Others with simple cases of impacted teeth readily recover during this period. Even more so, they could achieve complete healing by this time and return to their regular activities. But, for patients with a more complicated situation, it could only be their start of their healing days. It would be best if you remain rested since forceful activities could dislodge the clot on the area and cause a dry socket.

 

Considering The Risks Of Wisdom Tooth Removal Surgery

Wisdom teeth may get you into more trouble than it already has. Hence, it is essential to follow your dentist’s advice —even after the removal.

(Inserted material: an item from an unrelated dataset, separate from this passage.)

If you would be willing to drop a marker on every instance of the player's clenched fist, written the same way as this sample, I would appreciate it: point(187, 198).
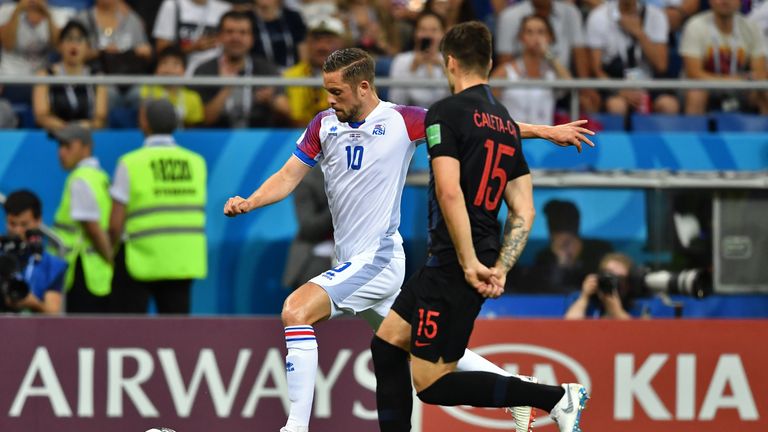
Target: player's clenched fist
point(237, 205)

Some of the common problems associated with surgical extractions of wisdom teeth include infection, sinus damage, nerve damage, weakened jaw and dry socket.

 

Persistent Pain After Extraction: It Could Be Dry Socket

Even when the wisdom teeth are nowhere near in sight, the pain remains. If pain fails to leave your side even after extraction, it could present other things this time. Dry socket is a painful effect when the clot that should cover the area has been dislodged. The clot will give time for the jaw and the tissues underneath to recover and heal. Dry socket becomes extremely painful when the protective layer has dislodged, exposing the recovering bone. It could also affect the nerve near the area, and the pain becomes more imminent in the wider portion of the face reaching the ear. Even the removal of regular molars leads to dry socket. To avoid this casualty from happening, it is best to follow your dentist’s instructions and avoid disturbing the area. Oral contraceptives and smoking may disrupt normal healing procedures and increase the risk of complications such as dry socket.

 

When To Seek Medical Attention

Excessive bleeding Feverish temperature. Consistent swelling Severe pain not relieved with pain medications Continuous numbness Pus or blood oozing from the area. Without proper intervention, you could be facing bigger problems. Complications such as dry socket could even make way for a systemic infection or sepsis.

 

Bottomline

The idea of an impacted wisdom tooth could be a problem from the start. But proper intervention such as extraction could address this issue. With the possibility of dry socket and even sepsis, an impacted tooth could be a long, painful journey to any affected individual. The key here is to avoid further problems by knowing when to seek professional help. But you need to choose the clinic carefully to entrust your procedure. After all, with the dangers of the wisdom tooth removal process, you cannot risk another problem.